Aquaporin-4 (AQP4) is the principal water channel in the brain being expressed in astrocytes and ependymal cells. AQP4 plays an important role in cerebrospinal fluid (CSF) homeostasis, and alterations in its expression have been associated with hydrocephalus. AQP4 contributes to the development of hydrocephalus by hypoxia in aged mice, reproducing such principal characteristics of the disease. Here, we explore whether these alterations associated with the hydrocephalic state are permanent or can be reverted by reexposure to normoxia.
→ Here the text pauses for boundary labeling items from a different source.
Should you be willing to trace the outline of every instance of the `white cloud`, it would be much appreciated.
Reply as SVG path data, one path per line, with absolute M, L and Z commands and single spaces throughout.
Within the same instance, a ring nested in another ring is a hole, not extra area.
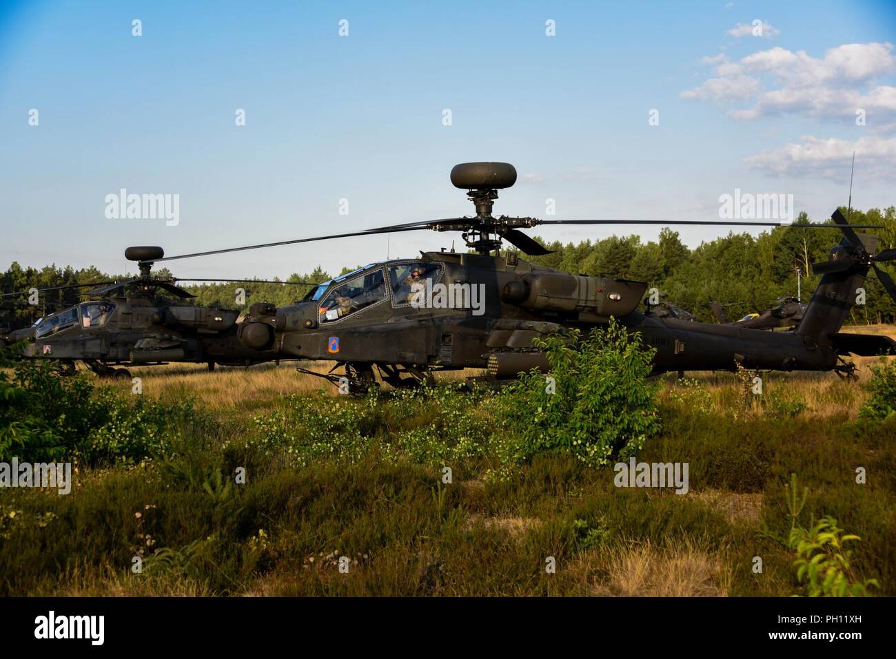
M 759 30 L 760 26 L 762 26 L 761 30 Z M 774 37 L 777 34 L 780 34 L 780 31 L 781 30 L 778 30 L 778 28 L 773 27 L 771 23 L 760 21 L 757 18 L 754 21 L 749 23 L 736 24 L 733 28 L 728 30 L 728 34 L 735 39 L 754 36 L 770 38 Z
M 752 107 L 729 113 L 738 120 L 798 114 L 822 118 L 855 118 L 864 109 L 878 128 L 896 121 L 896 87 L 874 84 L 896 73 L 891 43 L 844 44 L 813 57 L 804 50 L 774 47 L 738 62 L 724 56 L 703 57 L 715 77 L 681 92 L 683 98 L 720 104 L 754 99 Z
M 681 92 L 682 98 L 714 100 L 719 103 L 745 101 L 762 90 L 762 84 L 748 75 L 728 75 L 710 78 L 699 87 Z
M 892 178 L 896 168 L 896 137 L 858 140 L 823 140 L 804 135 L 798 143 L 752 156 L 745 159 L 754 169 L 771 174 L 844 180 L 849 178 L 852 154 L 856 153 L 856 175 Z
M 720 64 L 725 61 L 725 54 L 719 53 L 719 55 L 713 56 L 711 57 L 701 57 L 700 64 Z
Alterations such as ventriculomegaly, elevated intracranial pressure, and cognitive deficits were reversed, whereas deficits in CSF outflow and ventricular distensibility were not recovered, remaining impaired even one month after reestablishment of normoxia. Interestingly, in AQP4−/− mice, the impairment in CSF drainage and ventricular distensibility was completely reverted by re-normoxia, indicating that AQP4 has a structural role in the chronification of those alterations. Finally, we show that aged mice subjected to two hypoxic episodes experience permanent ventriculomegaly. These data reveal that repetitive hypoxic events in aged cerebral tissue promote the permanent alterations involved in hydrocephalic pathophysiology, which are dependent on AQP4 expression.